Non hanno avuto conseguenze negative soltanto sul piano economico le sanzioni occidentali alla Russia. La risposta di Stati Uniti e Unione Europea alla crisi in Ucraina ha avuto anche un altro effetto: aver dato un nuovo pretesto ai nazionalisti e nostalgici della “Grande Russia” di arroccarsi su posizioni ancora più estreme.
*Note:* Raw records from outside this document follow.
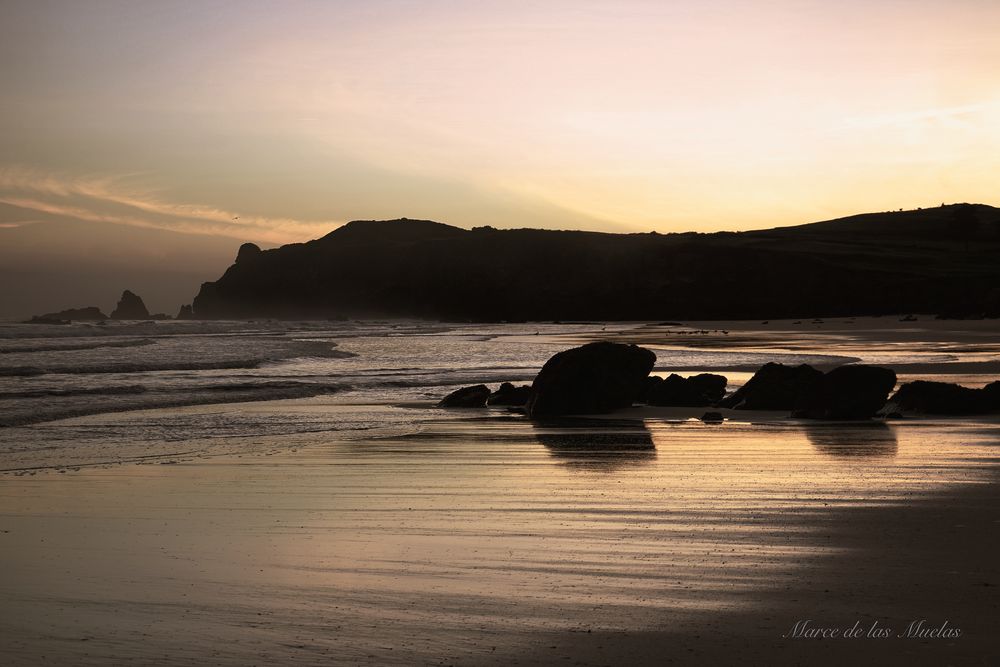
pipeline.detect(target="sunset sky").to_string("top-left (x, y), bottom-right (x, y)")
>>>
top-left (2, 0), bottom-right (999, 243)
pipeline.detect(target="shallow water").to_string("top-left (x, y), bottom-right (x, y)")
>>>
top-left (0, 320), bottom-right (864, 465)
top-left (2, 318), bottom-right (995, 469)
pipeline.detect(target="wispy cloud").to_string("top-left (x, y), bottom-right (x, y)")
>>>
top-left (0, 221), bottom-right (43, 228)
top-left (0, 167), bottom-right (340, 243)
top-left (838, 100), bottom-right (1000, 131)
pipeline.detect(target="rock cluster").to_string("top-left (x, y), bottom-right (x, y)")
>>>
top-left (644, 373), bottom-right (727, 407)
top-left (435, 343), bottom-right (998, 422)
top-left (437, 384), bottom-right (491, 408)
top-left (719, 362), bottom-right (895, 419)
top-left (436, 343), bottom-right (656, 416)
top-left (719, 363), bottom-right (824, 410)
top-left (487, 383), bottom-right (533, 406)
top-left (881, 380), bottom-right (1000, 415)
top-left (28, 306), bottom-right (107, 322)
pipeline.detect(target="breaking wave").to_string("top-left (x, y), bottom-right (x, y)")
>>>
top-left (0, 380), bottom-right (348, 427)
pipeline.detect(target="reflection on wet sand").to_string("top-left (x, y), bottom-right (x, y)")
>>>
top-left (532, 418), bottom-right (656, 470)
top-left (804, 422), bottom-right (899, 458)
top-left (3, 402), bottom-right (999, 666)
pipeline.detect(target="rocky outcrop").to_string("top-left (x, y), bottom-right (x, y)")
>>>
top-left (30, 306), bottom-right (108, 321)
top-left (644, 373), bottom-right (727, 407)
top-left (721, 363), bottom-right (894, 418)
top-left (881, 380), bottom-right (1000, 415)
top-left (236, 242), bottom-right (262, 263)
top-left (437, 384), bottom-right (491, 408)
top-left (189, 206), bottom-right (1000, 321)
top-left (487, 382), bottom-right (533, 406)
top-left (719, 363), bottom-right (824, 410)
top-left (792, 365), bottom-right (897, 419)
top-left (526, 342), bottom-right (656, 418)
top-left (110, 290), bottom-right (150, 320)
top-left (176, 304), bottom-right (195, 320)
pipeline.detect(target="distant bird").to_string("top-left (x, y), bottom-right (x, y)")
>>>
top-left (233, 216), bottom-right (239, 220)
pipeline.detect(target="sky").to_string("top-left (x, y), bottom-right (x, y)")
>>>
top-left (2, 0), bottom-right (1000, 245)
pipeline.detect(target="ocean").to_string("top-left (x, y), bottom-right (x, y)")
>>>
top-left (0, 319), bottom-right (857, 472)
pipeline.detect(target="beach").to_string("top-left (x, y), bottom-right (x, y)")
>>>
top-left (1, 319), bottom-right (999, 664)
top-left (7, 1), bottom-right (1000, 662)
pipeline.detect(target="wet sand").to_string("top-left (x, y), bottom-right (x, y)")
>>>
top-left (508, 459), bottom-right (1000, 666)
top-left (2, 400), bottom-right (998, 665)
top-left (570, 316), bottom-right (1000, 377)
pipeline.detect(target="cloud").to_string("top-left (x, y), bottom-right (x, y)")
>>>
top-left (837, 100), bottom-right (1000, 131)
top-left (0, 167), bottom-right (340, 243)
top-left (0, 221), bottom-right (42, 228)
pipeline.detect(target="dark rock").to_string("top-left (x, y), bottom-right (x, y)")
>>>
top-left (526, 342), bottom-right (656, 418)
top-left (176, 304), bottom-right (196, 320)
top-left (718, 363), bottom-right (824, 410)
top-left (30, 306), bottom-right (108, 321)
top-left (437, 384), bottom-right (491, 408)
top-left (149, 313), bottom-right (172, 320)
top-left (881, 380), bottom-right (1000, 415)
top-left (645, 373), bottom-right (727, 407)
top-left (110, 290), bottom-right (150, 320)
top-left (793, 365), bottom-right (897, 419)
top-left (487, 382), bottom-right (533, 407)
top-left (236, 242), bottom-right (262, 263)
top-left (641, 376), bottom-right (659, 402)
top-left (700, 411), bottom-right (725, 424)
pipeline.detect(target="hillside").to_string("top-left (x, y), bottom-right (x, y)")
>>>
top-left (191, 204), bottom-right (1000, 321)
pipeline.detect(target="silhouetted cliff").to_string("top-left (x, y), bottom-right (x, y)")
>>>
top-left (192, 205), bottom-right (1000, 320)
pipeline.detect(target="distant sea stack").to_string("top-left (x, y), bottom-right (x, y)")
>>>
top-left (29, 306), bottom-right (108, 322)
top-left (110, 290), bottom-right (150, 320)
top-left (191, 205), bottom-right (1000, 321)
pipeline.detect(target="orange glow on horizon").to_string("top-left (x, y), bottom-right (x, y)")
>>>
top-left (1, 0), bottom-right (998, 242)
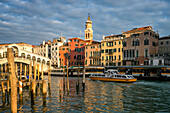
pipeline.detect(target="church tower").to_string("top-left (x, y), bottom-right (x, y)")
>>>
top-left (85, 14), bottom-right (93, 41)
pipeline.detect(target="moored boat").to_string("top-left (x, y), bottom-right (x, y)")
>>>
top-left (89, 69), bottom-right (137, 83)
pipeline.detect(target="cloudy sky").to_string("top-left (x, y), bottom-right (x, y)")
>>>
top-left (0, 0), bottom-right (170, 45)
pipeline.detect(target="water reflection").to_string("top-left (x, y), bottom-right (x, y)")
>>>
top-left (0, 77), bottom-right (170, 112)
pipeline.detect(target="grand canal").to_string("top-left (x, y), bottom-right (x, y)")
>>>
top-left (0, 76), bottom-right (170, 112)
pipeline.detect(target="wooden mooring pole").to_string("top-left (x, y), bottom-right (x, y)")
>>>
top-left (82, 66), bottom-right (85, 92)
top-left (66, 59), bottom-right (69, 94)
top-left (41, 64), bottom-right (44, 80)
top-left (29, 61), bottom-right (32, 82)
top-left (19, 81), bottom-right (23, 105)
top-left (7, 48), bottom-right (17, 113)
top-left (48, 61), bottom-right (51, 95)
top-left (42, 80), bottom-right (47, 106)
top-left (20, 63), bottom-right (22, 80)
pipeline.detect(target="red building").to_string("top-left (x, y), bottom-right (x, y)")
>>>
top-left (67, 37), bottom-right (87, 67)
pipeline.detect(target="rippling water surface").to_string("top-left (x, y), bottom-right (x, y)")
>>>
top-left (0, 76), bottom-right (170, 112)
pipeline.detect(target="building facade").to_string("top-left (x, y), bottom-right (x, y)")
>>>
top-left (67, 38), bottom-right (86, 67)
top-left (33, 40), bottom-right (51, 58)
top-left (122, 26), bottom-right (159, 66)
top-left (85, 42), bottom-right (101, 66)
top-left (59, 44), bottom-right (68, 68)
top-left (51, 37), bottom-right (66, 68)
top-left (101, 34), bottom-right (123, 66)
top-left (158, 36), bottom-right (170, 54)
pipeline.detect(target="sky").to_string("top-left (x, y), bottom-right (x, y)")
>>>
top-left (0, 0), bottom-right (170, 45)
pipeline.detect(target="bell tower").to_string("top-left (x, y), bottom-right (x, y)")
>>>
top-left (85, 13), bottom-right (93, 41)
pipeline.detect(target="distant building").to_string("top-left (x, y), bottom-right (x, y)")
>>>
top-left (122, 26), bottom-right (159, 66)
top-left (51, 37), bottom-right (66, 68)
top-left (149, 54), bottom-right (170, 66)
top-left (67, 38), bottom-right (86, 67)
top-left (158, 36), bottom-right (170, 54)
top-left (33, 40), bottom-right (51, 58)
top-left (59, 43), bottom-right (68, 68)
top-left (85, 41), bottom-right (101, 66)
top-left (101, 34), bottom-right (123, 66)
top-left (0, 42), bottom-right (35, 58)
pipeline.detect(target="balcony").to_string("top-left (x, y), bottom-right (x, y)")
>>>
top-left (91, 55), bottom-right (100, 59)
top-left (123, 57), bottom-right (135, 61)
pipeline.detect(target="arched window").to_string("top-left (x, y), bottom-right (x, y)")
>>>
top-left (145, 49), bottom-right (148, 58)
top-left (132, 39), bottom-right (135, 46)
top-left (123, 41), bottom-right (126, 47)
top-left (136, 50), bottom-right (139, 58)
top-left (136, 39), bottom-right (140, 46)
top-left (144, 39), bottom-right (149, 45)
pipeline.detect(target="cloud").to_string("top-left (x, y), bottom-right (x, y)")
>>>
top-left (0, 0), bottom-right (170, 45)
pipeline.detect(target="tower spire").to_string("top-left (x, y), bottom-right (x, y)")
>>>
top-left (88, 13), bottom-right (90, 20)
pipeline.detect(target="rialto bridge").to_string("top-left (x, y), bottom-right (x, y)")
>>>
top-left (0, 44), bottom-right (51, 74)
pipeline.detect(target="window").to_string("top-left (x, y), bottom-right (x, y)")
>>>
top-left (101, 50), bottom-right (104, 53)
top-left (102, 56), bottom-right (104, 61)
top-left (152, 42), bottom-right (156, 47)
top-left (136, 39), bottom-right (140, 46)
top-left (105, 49), bottom-right (108, 53)
top-left (119, 55), bottom-right (121, 60)
top-left (144, 32), bottom-right (149, 36)
top-left (80, 44), bottom-right (84, 46)
top-left (123, 41), bottom-right (126, 47)
top-left (90, 52), bottom-right (92, 57)
top-left (85, 46), bottom-right (87, 49)
top-left (114, 42), bottom-right (116, 45)
top-left (132, 39), bottom-right (135, 46)
top-left (86, 52), bottom-right (87, 57)
top-left (74, 55), bottom-right (76, 59)
top-left (136, 50), bottom-right (139, 58)
top-left (118, 48), bottom-right (120, 52)
top-left (102, 43), bottom-right (104, 46)
top-left (75, 44), bottom-right (79, 46)
top-left (90, 60), bottom-right (92, 65)
top-left (166, 41), bottom-right (169, 45)
top-left (119, 41), bottom-right (121, 45)
top-left (114, 48), bottom-right (117, 52)
top-left (85, 60), bottom-right (87, 65)
top-left (114, 56), bottom-right (116, 60)
top-left (144, 39), bottom-right (149, 45)
top-left (160, 42), bottom-right (163, 45)
top-left (145, 49), bottom-right (148, 58)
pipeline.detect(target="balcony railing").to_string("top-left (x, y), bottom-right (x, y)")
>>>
top-left (123, 57), bottom-right (135, 60)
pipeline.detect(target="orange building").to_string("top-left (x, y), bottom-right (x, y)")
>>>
top-left (59, 44), bottom-right (68, 68)
top-left (85, 42), bottom-right (101, 66)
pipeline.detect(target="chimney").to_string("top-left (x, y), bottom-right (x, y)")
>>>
top-left (102, 35), bottom-right (105, 40)
top-left (43, 41), bottom-right (45, 45)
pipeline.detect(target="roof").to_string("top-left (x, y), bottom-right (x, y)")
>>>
top-left (123, 26), bottom-right (152, 34)
top-left (105, 34), bottom-right (122, 38)
top-left (159, 36), bottom-right (170, 40)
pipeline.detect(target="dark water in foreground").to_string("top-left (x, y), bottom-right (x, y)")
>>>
top-left (0, 76), bottom-right (170, 113)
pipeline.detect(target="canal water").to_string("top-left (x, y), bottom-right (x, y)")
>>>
top-left (0, 76), bottom-right (170, 112)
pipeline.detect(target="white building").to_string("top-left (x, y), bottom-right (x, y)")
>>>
top-left (33, 40), bottom-right (51, 59)
top-left (33, 37), bottom-right (66, 68)
top-left (51, 37), bottom-right (66, 68)
top-left (149, 54), bottom-right (170, 66)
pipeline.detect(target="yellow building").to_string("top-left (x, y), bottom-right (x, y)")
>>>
top-left (101, 34), bottom-right (123, 66)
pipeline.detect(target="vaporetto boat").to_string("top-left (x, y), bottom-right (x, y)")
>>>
top-left (89, 69), bottom-right (137, 83)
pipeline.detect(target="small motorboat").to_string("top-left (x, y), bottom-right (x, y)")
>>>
top-left (89, 69), bottom-right (137, 83)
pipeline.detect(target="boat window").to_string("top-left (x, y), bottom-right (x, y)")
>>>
top-left (122, 76), bottom-right (126, 78)
top-left (117, 75), bottom-right (121, 78)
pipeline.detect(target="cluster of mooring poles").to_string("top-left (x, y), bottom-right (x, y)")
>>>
top-left (0, 48), bottom-right (51, 113)
top-left (59, 59), bottom-right (86, 99)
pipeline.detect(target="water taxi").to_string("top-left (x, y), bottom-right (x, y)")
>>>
top-left (89, 69), bottom-right (137, 83)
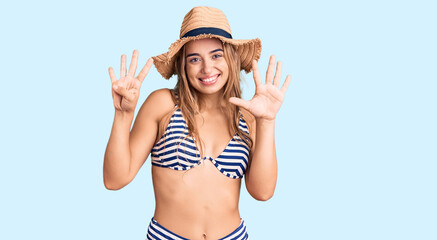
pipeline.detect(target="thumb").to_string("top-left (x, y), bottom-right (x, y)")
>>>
top-left (112, 84), bottom-right (129, 98)
top-left (229, 97), bottom-right (250, 110)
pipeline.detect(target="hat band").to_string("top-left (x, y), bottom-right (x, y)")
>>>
top-left (181, 27), bottom-right (233, 39)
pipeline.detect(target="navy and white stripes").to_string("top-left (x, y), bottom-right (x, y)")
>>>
top-left (151, 108), bottom-right (250, 179)
top-left (146, 217), bottom-right (249, 240)
top-left (147, 218), bottom-right (189, 240)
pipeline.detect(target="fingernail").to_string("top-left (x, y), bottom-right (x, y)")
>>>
top-left (113, 85), bottom-right (118, 90)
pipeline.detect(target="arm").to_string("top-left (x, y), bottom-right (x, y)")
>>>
top-left (104, 88), bottom-right (173, 190)
top-left (245, 118), bottom-right (277, 201)
top-left (103, 109), bottom-right (135, 190)
top-left (103, 50), bottom-right (172, 190)
top-left (230, 56), bottom-right (291, 201)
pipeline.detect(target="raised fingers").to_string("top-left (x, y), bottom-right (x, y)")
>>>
top-left (273, 61), bottom-right (282, 87)
top-left (120, 54), bottom-right (127, 78)
top-left (280, 74), bottom-right (291, 94)
top-left (265, 55), bottom-right (276, 84)
top-left (128, 50), bottom-right (139, 77)
top-left (137, 58), bottom-right (154, 83)
top-left (252, 60), bottom-right (262, 87)
top-left (108, 67), bottom-right (117, 83)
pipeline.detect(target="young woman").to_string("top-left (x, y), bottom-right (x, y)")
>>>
top-left (104, 6), bottom-right (290, 240)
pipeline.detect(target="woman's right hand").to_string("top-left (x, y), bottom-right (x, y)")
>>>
top-left (108, 50), bottom-right (153, 113)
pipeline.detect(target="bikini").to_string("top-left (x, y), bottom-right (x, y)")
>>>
top-left (146, 106), bottom-right (251, 239)
top-left (147, 217), bottom-right (249, 240)
top-left (151, 107), bottom-right (250, 179)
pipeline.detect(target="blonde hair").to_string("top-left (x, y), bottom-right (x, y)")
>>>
top-left (173, 41), bottom-right (253, 157)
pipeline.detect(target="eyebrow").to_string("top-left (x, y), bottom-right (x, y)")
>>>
top-left (186, 48), bottom-right (224, 58)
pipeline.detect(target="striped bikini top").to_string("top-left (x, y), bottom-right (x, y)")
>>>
top-left (151, 108), bottom-right (250, 179)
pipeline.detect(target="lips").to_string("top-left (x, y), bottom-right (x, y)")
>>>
top-left (199, 74), bottom-right (220, 85)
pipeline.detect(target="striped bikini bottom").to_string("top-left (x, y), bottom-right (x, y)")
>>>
top-left (146, 217), bottom-right (249, 240)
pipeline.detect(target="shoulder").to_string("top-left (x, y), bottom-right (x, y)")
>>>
top-left (138, 88), bottom-right (176, 122)
top-left (145, 88), bottom-right (174, 106)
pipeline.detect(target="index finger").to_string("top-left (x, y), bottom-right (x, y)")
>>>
top-left (108, 67), bottom-right (117, 83)
top-left (252, 60), bottom-right (262, 87)
top-left (265, 55), bottom-right (276, 84)
top-left (120, 54), bottom-right (127, 77)
top-left (137, 58), bottom-right (154, 83)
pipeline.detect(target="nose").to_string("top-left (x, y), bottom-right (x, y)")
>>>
top-left (201, 58), bottom-right (213, 74)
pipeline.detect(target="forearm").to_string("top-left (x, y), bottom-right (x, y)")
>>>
top-left (103, 111), bottom-right (135, 189)
top-left (246, 119), bottom-right (277, 200)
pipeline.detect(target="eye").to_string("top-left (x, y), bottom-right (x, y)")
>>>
top-left (189, 57), bottom-right (200, 63)
top-left (212, 54), bottom-right (223, 59)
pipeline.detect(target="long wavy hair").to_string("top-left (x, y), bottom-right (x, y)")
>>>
top-left (172, 41), bottom-right (253, 157)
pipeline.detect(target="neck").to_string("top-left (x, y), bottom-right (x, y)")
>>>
top-left (197, 90), bottom-right (225, 112)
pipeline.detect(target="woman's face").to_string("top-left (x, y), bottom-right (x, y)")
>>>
top-left (184, 38), bottom-right (229, 95)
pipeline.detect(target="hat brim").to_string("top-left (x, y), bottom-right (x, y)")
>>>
top-left (152, 34), bottom-right (262, 80)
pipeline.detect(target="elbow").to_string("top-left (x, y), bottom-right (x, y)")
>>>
top-left (251, 192), bottom-right (274, 201)
top-left (247, 185), bottom-right (275, 201)
top-left (103, 175), bottom-right (129, 191)
top-left (104, 181), bottom-right (124, 191)
top-left (246, 180), bottom-right (276, 201)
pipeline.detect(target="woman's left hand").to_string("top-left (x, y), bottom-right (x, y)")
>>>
top-left (229, 55), bottom-right (291, 121)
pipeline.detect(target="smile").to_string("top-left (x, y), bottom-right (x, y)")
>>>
top-left (199, 74), bottom-right (220, 85)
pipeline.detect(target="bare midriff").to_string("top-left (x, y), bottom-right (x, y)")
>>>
top-left (152, 160), bottom-right (242, 239)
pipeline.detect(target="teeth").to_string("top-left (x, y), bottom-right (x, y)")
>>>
top-left (201, 75), bottom-right (219, 82)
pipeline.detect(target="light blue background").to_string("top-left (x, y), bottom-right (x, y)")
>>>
top-left (1, 0), bottom-right (436, 239)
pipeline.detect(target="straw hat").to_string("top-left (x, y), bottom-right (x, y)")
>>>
top-left (152, 6), bottom-right (262, 79)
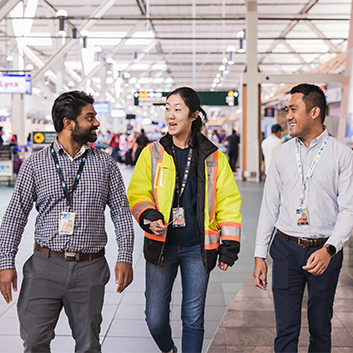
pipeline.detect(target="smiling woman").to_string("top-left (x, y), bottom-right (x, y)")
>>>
top-left (127, 87), bottom-right (242, 353)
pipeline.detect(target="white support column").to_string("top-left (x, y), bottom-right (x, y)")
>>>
top-left (11, 94), bottom-right (26, 146)
top-left (338, 1), bottom-right (353, 146)
top-left (242, 0), bottom-right (260, 181)
top-left (9, 8), bottom-right (27, 147)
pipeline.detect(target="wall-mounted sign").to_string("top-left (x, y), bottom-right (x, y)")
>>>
top-left (93, 102), bottom-right (110, 114)
top-left (134, 91), bottom-right (239, 106)
top-left (134, 92), bottom-right (167, 106)
top-left (0, 74), bottom-right (32, 94)
top-left (32, 131), bottom-right (57, 145)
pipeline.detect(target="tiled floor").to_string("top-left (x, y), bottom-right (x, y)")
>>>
top-left (0, 165), bottom-right (263, 353)
top-left (2, 164), bottom-right (352, 353)
top-left (207, 234), bottom-right (353, 353)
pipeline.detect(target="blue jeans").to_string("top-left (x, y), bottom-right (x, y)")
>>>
top-left (145, 244), bottom-right (209, 353)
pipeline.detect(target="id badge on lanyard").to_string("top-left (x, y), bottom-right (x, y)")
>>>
top-left (59, 211), bottom-right (76, 235)
top-left (171, 146), bottom-right (192, 228)
top-left (295, 136), bottom-right (328, 226)
top-left (51, 144), bottom-right (87, 236)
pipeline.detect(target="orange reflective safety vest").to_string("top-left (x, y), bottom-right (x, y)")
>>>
top-left (127, 133), bottom-right (242, 273)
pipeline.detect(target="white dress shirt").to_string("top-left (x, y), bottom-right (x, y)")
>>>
top-left (255, 129), bottom-right (353, 259)
top-left (261, 134), bottom-right (282, 174)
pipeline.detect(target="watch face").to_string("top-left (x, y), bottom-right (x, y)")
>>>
top-left (326, 245), bottom-right (336, 256)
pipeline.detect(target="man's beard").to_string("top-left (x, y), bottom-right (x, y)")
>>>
top-left (72, 125), bottom-right (98, 144)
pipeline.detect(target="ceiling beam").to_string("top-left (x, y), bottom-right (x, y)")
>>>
top-left (77, 20), bottom-right (146, 89)
top-left (0, 0), bottom-right (19, 21)
top-left (33, 0), bottom-right (118, 85)
top-left (258, 0), bottom-right (319, 65)
top-left (304, 21), bottom-right (340, 53)
top-left (243, 72), bottom-right (344, 84)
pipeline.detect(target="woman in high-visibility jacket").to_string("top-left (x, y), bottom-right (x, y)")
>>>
top-left (127, 87), bottom-right (242, 353)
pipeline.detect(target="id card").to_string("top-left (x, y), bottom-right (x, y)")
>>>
top-left (296, 205), bottom-right (309, 225)
top-left (172, 207), bottom-right (186, 228)
top-left (59, 212), bottom-right (75, 235)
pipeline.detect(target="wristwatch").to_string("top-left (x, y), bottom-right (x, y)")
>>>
top-left (325, 244), bottom-right (336, 256)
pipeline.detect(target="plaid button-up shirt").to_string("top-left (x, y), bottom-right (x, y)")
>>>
top-left (0, 139), bottom-right (134, 270)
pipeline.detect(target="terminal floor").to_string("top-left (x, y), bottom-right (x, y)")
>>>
top-left (0, 165), bottom-right (352, 353)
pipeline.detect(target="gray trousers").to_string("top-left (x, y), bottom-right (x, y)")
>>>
top-left (17, 251), bottom-right (110, 353)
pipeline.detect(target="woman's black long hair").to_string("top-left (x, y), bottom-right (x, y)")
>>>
top-left (167, 87), bottom-right (207, 174)
top-left (166, 87), bottom-right (207, 150)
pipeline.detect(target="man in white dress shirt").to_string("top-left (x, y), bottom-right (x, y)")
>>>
top-left (253, 83), bottom-right (353, 353)
top-left (261, 123), bottom-right (283, 175)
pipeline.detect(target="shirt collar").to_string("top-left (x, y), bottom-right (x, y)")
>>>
top-left (53, 138), bottom-right (90, 161)
top-left (295, 128), bottom-right (328, 149)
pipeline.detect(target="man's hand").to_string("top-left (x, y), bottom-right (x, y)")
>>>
top-left (115, 262), bottom-right (133, 293)
top-left (218, 261), bottom-right (229, 271)
top-left (0, 269), bottom-right (17, 303)
top-left (253, 257), bottom-right (268, 291)
top-left (302, 247), bottom-right (332, 276)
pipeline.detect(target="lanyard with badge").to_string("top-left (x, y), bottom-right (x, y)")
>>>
top-left (51, 143), bottom-right (87, 235)
top-left (171, 146), bottom-right (193, 228)
top-left (295, 136), bottom-right (329, 225)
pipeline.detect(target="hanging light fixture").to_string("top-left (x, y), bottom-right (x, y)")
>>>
top-left (227, 45), bottom-right (236, 65)
top-left (237, 30), bottom-right (246, 53)
top-left (6, 55), bottom-right (13, 70)
top-left (81, 30), bottom-right (89, 48)
top-left (56, 9), bottom-right (68, 36)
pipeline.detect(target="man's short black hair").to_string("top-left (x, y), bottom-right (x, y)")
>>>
top-left (271, 124), bottom-right (283, 134)
top-left (51, 90), bottom-right (95, 133)
top-left (290, 83), bottom-right (327, 124)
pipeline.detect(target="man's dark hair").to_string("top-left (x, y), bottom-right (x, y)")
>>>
top-left (290, 83), bottom-right (327, 124)
top-left (51, 90), bottom-right (95, 132)
top-left (271, 124), bottom-right (283, 134)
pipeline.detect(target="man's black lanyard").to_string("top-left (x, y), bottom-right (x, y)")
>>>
top-left (172, 145), bottom-right (193, 207)
top-left (50, 143), bottom-right (87, 209)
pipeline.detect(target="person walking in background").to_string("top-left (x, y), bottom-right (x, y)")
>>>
top-left (0, 90), bottom-right (134, 353)
top-left (253, 83), bottom-right (353, 353)
top-left (226, 129), bottom-right (240, 172)
top-left (110, 132), bottom-right (121, 162)
top-left (0, 127), bottom-right (4, 147)
top-left (127, 87), bottom-right (242, 353)
top-left (261, 123), bottom-right (283, 175)
top-left (210, 129), bottom-right (220, 146)
top-left (132, 128), bottom-right (149, 162)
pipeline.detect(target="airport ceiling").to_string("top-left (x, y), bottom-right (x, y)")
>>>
top-left (0, 0), bottom-right (351, 111)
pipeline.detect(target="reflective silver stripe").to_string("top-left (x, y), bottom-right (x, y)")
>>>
top-left (151, 140), bottom-right (163, 192)
top-left (205, 231), bottom-right (220, 245)
top-left (206, 153), bottom-right (218, 219)
top-left (132, 201), bottom-right (155, 220)
top-left (220, 225), bottom-right (241, 238)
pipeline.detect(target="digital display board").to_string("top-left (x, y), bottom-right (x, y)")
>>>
top-left (111, 108), bottom-right (126, 118)
top-left (134, 91), bottom-right (239, 106)
top-left (0, 74), bottom-right (32, 94)
top-left (93, 102), bottom-right (110, 114)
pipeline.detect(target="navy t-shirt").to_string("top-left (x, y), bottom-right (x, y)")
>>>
top-left (166, 145), bottom-right (200, 247)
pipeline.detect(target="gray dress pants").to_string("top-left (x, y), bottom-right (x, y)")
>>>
top-left (17, 251), bottom-right (110, 353)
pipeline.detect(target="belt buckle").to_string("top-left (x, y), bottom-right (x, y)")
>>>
top-left (298, 237), bottom-right (306, 247)
top-left (64, 251), bottom-right (79, 261)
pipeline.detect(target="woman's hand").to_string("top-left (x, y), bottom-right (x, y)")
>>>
top-left (218, 261), bottom-right (229, 271)
top-left (149, 219), bottom-right (167, 235)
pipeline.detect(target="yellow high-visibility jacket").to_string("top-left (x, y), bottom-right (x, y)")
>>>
top-left (127, 132), bottom-right (242, 273)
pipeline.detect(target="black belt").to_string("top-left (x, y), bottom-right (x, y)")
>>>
top-left (277, 230), bottom-right (328, 247)
top-left (34, 243), bottom-right (105, 261)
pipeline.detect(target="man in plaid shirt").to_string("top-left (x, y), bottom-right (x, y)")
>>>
top-left (0, 91), bottom-right (134, 352)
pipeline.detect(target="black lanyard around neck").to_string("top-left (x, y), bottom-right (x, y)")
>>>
top-left (50, 143), bottom-right (87, 209)
top-left (172, 145), bottom-right (193, 207)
Lo dimostra anche l’ultimo sondaggio pubblicato dall’Associated Press, che vede l’81 per cento dei russi assicurare incondizionato sostegno al presidente Vladimir Putin nonostante il crollo del rublo.
TUTTI CON PUTIN. Già lo scrittore russo di origini ucraine Vladimir Féderovski aveva spiegato, in un’intervista a Le Figaro, come «le sanzioni hanno fatto nascere in Russia un’ala nazionalista molto più radicale di Putin». Una fazione che, secondo colui che è considerato l’ideatore della Perestrojka, «esercita una forte pressione sul governo e ha portato all’emarginazione dell’opposizione liberale e favorevole all’occidente». Ora, però, a spingersi sempre più verso queste posizione nazionaliste radicali è la popolazione. Spiega Maria Lipman, analista indipendente dal governo, all’Ap: «I russi avvertono di essere sotto sanzioni e si sentono come una fortezza sotto assedio».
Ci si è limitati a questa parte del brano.